Pubblicato il 13 Giugno 2025
Esplosioni a Teheran, siti nucleari nel mirino. L’attacco partito questa notte tra il 12 e oggi, 13 giugno
Israele ha lanciato un attacco preventivo contro l’Iran, colpendo numerosi siti strategici, tra cui infrastrutture legate al programma nucleare. Il primo ministro israeliano Benjamin Netanyahu ha confermato l’operazione, dichiarando: “Abbiamo colpito il cuore del programma nucleare iraniano e continueremo per giorni”. L’attacco ha innescato una crisi militare senza precedenti nella regione.
Il ministro della Difesa israeliano, Israel Katz, ha proclamato uno “stato d’emergenza speciale” su tutto il territorio israeliano, in previsione di un’escalation delle ostilità.
Khamenei minaccia ritorsioni: “Punizione dura per Israele”

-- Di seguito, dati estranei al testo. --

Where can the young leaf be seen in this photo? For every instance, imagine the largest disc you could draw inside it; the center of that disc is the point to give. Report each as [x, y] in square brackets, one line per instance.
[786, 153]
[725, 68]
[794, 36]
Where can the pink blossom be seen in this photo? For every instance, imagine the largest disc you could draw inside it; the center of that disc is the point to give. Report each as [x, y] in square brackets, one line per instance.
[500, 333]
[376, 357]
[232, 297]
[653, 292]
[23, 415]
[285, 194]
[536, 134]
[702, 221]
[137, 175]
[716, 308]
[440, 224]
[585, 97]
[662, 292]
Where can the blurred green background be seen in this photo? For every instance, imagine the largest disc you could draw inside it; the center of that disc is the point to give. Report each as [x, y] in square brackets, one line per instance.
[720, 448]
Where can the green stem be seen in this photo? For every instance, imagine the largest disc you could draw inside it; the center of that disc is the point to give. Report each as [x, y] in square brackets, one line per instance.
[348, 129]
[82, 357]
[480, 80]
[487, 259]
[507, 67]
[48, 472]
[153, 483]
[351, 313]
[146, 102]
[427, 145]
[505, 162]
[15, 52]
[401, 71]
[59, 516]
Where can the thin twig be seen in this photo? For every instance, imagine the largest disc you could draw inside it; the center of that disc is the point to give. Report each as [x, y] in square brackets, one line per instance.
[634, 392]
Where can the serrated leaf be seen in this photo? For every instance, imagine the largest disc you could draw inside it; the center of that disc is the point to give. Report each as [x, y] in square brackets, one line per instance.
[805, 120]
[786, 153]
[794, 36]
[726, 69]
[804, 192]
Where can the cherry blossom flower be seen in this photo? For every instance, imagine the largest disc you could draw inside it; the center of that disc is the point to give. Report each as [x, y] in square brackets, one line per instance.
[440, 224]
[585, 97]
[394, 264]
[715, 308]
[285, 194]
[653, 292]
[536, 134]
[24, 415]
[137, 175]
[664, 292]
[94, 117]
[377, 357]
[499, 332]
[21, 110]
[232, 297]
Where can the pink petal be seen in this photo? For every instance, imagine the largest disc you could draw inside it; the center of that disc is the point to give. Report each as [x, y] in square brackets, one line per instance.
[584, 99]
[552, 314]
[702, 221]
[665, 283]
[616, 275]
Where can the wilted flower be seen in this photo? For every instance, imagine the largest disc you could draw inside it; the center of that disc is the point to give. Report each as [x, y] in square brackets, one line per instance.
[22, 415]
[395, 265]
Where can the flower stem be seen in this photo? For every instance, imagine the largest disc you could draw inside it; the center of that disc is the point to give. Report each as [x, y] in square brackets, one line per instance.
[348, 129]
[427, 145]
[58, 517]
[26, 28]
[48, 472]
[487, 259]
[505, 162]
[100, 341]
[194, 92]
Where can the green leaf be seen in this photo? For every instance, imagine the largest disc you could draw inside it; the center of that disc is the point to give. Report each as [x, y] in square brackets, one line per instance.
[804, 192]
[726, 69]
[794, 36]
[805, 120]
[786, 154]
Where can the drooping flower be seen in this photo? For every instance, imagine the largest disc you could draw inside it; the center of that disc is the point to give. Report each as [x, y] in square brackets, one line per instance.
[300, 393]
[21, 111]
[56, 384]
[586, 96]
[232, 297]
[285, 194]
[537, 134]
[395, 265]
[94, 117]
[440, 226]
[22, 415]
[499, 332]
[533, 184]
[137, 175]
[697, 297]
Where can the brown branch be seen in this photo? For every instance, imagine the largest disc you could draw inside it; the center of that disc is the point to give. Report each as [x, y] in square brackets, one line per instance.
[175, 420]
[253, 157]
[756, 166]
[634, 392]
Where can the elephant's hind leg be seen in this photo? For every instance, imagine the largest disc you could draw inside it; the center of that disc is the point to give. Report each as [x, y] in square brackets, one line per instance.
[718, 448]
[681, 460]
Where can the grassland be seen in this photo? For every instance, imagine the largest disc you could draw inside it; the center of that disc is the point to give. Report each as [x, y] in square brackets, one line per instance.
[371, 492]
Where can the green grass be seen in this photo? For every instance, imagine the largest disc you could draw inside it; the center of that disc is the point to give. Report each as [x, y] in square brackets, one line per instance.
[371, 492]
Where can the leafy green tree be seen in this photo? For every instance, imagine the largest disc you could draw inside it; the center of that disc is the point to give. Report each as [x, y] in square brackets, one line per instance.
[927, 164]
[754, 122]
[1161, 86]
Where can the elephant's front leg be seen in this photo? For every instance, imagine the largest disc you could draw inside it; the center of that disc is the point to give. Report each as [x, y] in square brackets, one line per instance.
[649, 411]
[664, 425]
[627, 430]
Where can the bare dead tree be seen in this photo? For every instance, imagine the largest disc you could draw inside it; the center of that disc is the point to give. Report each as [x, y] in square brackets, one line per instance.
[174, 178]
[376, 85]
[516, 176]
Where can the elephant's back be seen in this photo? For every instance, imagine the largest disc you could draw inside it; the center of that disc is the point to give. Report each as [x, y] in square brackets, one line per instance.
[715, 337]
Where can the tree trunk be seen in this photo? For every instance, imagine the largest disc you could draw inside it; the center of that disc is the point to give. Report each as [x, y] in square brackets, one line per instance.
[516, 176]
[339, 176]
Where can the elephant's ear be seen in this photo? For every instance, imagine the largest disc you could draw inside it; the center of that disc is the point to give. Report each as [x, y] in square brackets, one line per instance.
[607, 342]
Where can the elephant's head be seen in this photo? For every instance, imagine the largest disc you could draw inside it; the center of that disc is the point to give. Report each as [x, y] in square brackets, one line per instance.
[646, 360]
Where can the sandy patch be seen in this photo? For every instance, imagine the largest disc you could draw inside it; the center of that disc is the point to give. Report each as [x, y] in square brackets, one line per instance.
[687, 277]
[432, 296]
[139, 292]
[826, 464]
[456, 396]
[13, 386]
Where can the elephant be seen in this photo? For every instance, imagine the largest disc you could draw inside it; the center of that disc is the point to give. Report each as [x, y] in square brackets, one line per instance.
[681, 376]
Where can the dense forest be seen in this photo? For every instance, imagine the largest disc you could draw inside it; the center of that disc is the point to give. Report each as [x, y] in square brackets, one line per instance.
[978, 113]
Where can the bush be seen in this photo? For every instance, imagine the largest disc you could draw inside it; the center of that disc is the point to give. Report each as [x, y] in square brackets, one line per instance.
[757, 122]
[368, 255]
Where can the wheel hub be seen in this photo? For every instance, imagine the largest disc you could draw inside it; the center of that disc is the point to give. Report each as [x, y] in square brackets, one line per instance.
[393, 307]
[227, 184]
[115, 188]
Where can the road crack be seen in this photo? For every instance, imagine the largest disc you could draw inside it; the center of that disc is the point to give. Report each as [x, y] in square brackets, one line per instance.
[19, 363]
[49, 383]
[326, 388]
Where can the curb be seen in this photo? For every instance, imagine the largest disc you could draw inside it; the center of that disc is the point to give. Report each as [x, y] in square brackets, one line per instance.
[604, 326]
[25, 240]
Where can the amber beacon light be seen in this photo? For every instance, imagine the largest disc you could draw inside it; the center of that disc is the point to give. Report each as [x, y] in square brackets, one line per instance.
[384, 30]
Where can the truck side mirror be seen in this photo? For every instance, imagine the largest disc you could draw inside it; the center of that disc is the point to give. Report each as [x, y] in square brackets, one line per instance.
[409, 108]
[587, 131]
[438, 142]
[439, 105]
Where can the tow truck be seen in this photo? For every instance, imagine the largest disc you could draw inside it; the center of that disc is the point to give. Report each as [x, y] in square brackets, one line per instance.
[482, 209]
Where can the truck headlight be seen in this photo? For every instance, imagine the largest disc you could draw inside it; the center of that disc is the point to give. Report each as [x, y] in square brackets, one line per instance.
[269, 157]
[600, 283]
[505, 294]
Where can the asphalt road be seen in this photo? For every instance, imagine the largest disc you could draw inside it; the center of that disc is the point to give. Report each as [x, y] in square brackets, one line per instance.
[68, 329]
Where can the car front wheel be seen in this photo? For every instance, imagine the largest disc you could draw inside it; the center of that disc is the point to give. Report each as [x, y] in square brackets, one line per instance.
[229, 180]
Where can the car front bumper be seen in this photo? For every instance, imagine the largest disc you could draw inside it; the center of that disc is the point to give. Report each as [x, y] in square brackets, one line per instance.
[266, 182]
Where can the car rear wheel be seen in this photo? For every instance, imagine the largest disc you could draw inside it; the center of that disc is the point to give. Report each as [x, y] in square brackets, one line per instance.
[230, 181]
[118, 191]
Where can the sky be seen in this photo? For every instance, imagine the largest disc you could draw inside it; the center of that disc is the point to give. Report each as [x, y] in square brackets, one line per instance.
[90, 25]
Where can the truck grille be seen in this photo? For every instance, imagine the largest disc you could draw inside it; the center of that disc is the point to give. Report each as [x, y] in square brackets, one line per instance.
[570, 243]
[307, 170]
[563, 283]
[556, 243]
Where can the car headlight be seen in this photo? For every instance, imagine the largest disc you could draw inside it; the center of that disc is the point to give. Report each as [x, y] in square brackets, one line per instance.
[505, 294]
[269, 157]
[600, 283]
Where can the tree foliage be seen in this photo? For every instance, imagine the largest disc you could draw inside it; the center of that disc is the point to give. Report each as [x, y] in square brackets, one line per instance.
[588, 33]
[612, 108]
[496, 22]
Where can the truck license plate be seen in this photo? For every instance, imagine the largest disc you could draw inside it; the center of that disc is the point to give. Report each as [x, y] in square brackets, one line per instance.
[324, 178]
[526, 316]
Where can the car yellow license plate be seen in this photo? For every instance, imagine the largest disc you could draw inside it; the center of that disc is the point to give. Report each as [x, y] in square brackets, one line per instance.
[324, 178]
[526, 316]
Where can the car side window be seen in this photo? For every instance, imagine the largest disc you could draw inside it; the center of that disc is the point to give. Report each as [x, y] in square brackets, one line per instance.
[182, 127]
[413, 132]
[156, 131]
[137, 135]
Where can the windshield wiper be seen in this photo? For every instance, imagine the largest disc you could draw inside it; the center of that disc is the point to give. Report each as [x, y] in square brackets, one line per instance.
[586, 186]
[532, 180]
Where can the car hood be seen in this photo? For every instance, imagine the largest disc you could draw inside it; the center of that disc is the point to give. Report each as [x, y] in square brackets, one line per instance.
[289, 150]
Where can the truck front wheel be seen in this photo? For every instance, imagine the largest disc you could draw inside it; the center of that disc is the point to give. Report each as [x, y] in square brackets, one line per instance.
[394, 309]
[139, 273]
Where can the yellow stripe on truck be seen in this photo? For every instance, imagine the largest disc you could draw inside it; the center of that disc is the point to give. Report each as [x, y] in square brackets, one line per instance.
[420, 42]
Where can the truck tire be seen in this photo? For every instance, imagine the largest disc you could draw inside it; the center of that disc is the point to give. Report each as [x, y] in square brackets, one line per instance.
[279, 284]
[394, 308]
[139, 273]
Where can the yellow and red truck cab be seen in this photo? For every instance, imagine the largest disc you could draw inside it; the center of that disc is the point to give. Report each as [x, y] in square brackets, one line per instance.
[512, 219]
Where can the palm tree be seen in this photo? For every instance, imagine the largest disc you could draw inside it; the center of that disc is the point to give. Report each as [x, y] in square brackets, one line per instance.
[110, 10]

Le autorità iraniane hanno reagito con fermezza. La Guida Suprema Ali Khamenei ha annunciato che Israele sarà severamente punito, promettendo una “risposta amara e dolorosa”. Fonti ufficiali confermano la morte del comandante delle Guardie della Rivoluzione, del capo delle forze armate e di diversi scienziati nucleari.
Pioggia di droni dall’Iran: oltre 100 lanciati verso Israele
L’Idf (Forze di Difesa Israeliane) ha dichiarato che l’Iran ha lanciato più di 100 droni contro obiettivi israeliani, molti dei quali sono stati intercettati. “Sono stati colpiti oltre 100 obiettivi in tutta la nazione iraniana“, ha confermato un portavoce dell’esercito israeliano.
Reazioni internazionali e allerta globale
Stati Uniti: “Non coinvolti”
Il presidente Donald Trump ha confermato di essere stato informato preventivamente, pur ribadendo che gli Stati Uniti non hanno preso parte all’azione militare. Tuttavia, Washington è in stato di massima allerta e segue da vicino l’evoluzione del conflitto. “L’Iran non deve ottenere armi nucleari. Mi auguro ancora un ritorno al negoziato”, ha dichiarato Trump.
Italia: Farnesina invita alla prudenza
Il ministro degli Esteri Antonio Tajani ha assicurato che “la situazione dei cittadini italiani nella regione è sotto controllo”, pur invitando a evitare viaggi non necessari. L’unità di crisi alla Farnesina è attiva e sono stati inviati avvertimenti ai connazionali presenti in Iran. Tajani ha aggiunto: “Seguiamo con massima attenzione gli sviluppi minuto per minuto”.
Conseguenze sul campo e timori nucleari
Situazione a Teheran: vittime e feriti
Secondo media iraniani, almeno 5 persone sono morte e oltre 50 sono rimaste ferite nelle zone colpite a Teheran, in particolare nel quartiere di Narmak.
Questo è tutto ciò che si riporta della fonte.